Calls for a multi-agency meeting to address the issues following an accident at the start of the month close to the entrance to Gosford.
Three cars were involved in the collision.
It prompted fresh calls for action to deter motorists from parking along the hard shoulder in a bid to avoid the £5 entrance charge into the forest park.
Tomorrow night (Monday), Armagh, Banbridge and Craigavon Borough Council will be expected to ratify the recommendation of an earlier committee which advocated a meeting, bringing together all those with an interest in the issue around the one table to find a solution.
It was Ulster Unionist Alderman Jim Speers who raised the issue and commented: “It is only a matter of time before a life is lost.”
He said the meeting should include PSNI, Transport NI, NI Forest Service and the Department of Agriculture, Environment and Rural Affairs – as well as Cusher councillors.
Alderman Speers said at peak times there were children running across the main road and he was concerned that, as time went on, the issue was becoming more serious.

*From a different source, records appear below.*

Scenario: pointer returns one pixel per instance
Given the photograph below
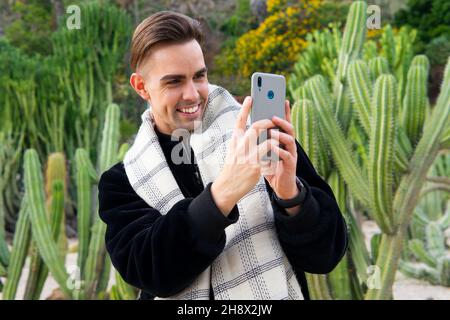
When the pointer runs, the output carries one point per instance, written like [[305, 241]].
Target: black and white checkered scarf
[[252, 264]]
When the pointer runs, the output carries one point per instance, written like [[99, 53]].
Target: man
[[225, 225]]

He explained many were unwilling to pay the admittance fee of £5 per vehicle which was why the hard shoulder was used for parking.
He added that the gate was not always manned so the fee was not always payable.
The Ulster Unionist representative voiced his feeling that the PSNI had a responsibility and “should block the hard shoulder to prohibit parking”.
He said parking on the hard shoulder was allowed if a vehicle was not causing an obstruction.
But he added: “If 50 cars are parked on the hard shoulder, individually they do not cause an obstruction but collectively they d0.”
Alderman Speers said police had advised that they could not prosecute as the vehicles did not cause an obstruction.
SDLP Councillor Sharon Haughey-Grimley suggested a reduced fee or pedestrian fee, while Sinn Fein’s Darren McNally wanted to see Forest Service and the Department of Agriculture, Environment and Rural Affairs “step up to the mark”.
DUP Alderman Gareth Wilson has also contacted the Department of Infrastructure on the issue and he too is supporting calls for a multi-agency meeting.
Alderman Jim Speers, meanwhile, said something needed to be sorted out as the area is “becoming a death trap”.